Live or recorded audio description (AD) is increasingly available as an assistive supplement to film, television and the performing and visual arts. AD is a form of intermedial translation which provides visual information in non-visual ways. It is primarily intended for blind and partially blind beholders (although I argue that it can have benefits for everyone). Whilst much important work exists on the value and use of AD as an inclusive assistive technology, little scholarly attention has thus far been paid to the ethics of the language choices made by audio describers. Current guidelines, where they exist, encourage audio describers to “say what they see” in order to produce objective and neutral description. Yet we know that language is never neutral. Every language act implies a choice, or set of choices on the part of the describer, and these choices, which often reveal hitherto unacknowledged value judgements on the part of the describer, will inevitably influence the beholder’s understanding of the thing described. This paper will draw on research conducted as part of the 2019 “Describing Diversity” project to ask how human characteristics, including race, ethnicity, body shape, disability and gender can be evoked in ethical and equitable ways. By exploring what is at stake in the description of normative and non-normative bodies, we will attempt to define what “ethical audio description” might look like, and investigate how this new kind of social-justice-inspired access model can and should work to foreground the paradoxical invisibility of unmarked normativities such as whiteness and non-disability.

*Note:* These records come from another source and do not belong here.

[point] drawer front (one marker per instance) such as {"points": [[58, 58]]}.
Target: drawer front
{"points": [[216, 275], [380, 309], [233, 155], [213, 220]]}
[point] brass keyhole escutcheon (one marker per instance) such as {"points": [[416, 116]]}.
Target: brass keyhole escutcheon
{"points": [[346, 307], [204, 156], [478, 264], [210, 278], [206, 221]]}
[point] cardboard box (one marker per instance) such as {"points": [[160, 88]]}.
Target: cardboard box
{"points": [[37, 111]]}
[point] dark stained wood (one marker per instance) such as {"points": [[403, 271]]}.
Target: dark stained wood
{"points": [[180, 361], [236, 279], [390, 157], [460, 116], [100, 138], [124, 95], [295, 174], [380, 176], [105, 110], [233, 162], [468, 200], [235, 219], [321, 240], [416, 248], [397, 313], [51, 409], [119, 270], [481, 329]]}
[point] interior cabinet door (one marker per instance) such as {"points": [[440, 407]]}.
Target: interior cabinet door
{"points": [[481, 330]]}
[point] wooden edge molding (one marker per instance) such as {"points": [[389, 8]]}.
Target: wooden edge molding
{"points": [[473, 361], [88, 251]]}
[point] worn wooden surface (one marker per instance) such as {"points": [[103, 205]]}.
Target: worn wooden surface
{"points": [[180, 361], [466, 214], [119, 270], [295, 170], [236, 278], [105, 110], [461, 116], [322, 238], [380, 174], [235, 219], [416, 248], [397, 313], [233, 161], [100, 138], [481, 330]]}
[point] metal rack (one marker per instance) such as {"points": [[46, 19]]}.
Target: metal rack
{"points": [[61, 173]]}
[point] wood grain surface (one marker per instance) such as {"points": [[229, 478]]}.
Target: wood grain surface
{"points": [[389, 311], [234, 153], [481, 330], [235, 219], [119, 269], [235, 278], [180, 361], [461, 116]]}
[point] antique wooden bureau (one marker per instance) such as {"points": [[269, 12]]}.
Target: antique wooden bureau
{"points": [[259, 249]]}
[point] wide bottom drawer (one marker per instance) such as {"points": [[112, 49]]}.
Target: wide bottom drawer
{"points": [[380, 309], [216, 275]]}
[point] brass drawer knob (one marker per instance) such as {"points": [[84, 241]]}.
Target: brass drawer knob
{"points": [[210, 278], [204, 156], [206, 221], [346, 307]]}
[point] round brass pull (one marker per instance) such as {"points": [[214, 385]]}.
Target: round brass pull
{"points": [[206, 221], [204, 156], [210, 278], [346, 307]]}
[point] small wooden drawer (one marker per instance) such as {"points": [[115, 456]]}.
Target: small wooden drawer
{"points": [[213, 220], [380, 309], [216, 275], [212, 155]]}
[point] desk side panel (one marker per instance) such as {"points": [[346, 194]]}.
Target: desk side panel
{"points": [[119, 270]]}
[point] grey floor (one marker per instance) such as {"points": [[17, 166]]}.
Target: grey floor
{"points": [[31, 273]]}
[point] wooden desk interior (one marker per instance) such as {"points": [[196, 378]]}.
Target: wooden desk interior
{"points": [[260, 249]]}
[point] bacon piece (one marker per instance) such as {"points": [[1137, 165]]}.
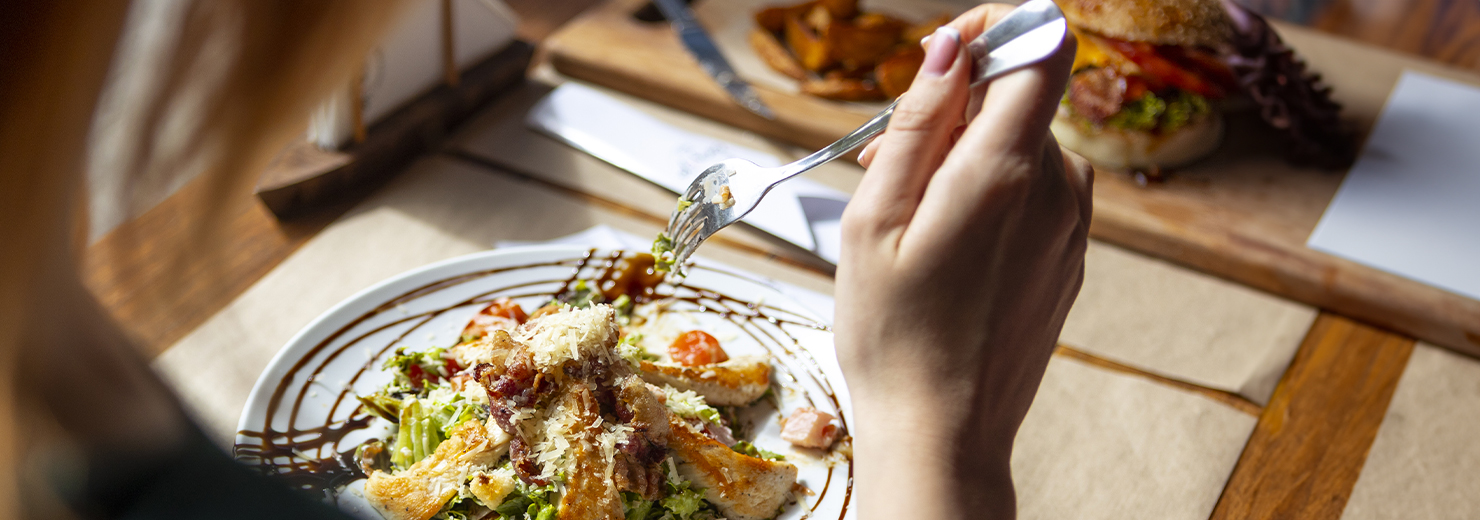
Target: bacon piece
{"points": [[808, 427], [1097, 94]]}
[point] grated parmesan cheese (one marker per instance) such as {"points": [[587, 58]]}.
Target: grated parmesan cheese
{"points": [[572, 335]]}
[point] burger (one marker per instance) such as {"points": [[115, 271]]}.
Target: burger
{"points": [[1149, 82]]}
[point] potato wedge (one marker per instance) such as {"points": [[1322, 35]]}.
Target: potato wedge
{"points": [[776, 55], [774, 18], [857, 45], [915, 33], [807, 45], [844, 89], [897, 70]]}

This presentation starts from 21 secs to 21 mins 11secs.
Presenter

Hannah Thompson is a partially blind academic and activist. She is Professor of French and Critical Disability Studies at Royal Holloway, University of London, UK where she specializes in nineteenth- and twentieth-century French literature and the visual arts, translation studies and audio description.
Hannah is currently one of 10 AHRC Equality, Diversity and Inclusion Fellows, and is working on creative audio description in museums, art galleries and theatres. She writes about her experiences as a partially blind person in a resolutely visual world on her blog Blind Spot.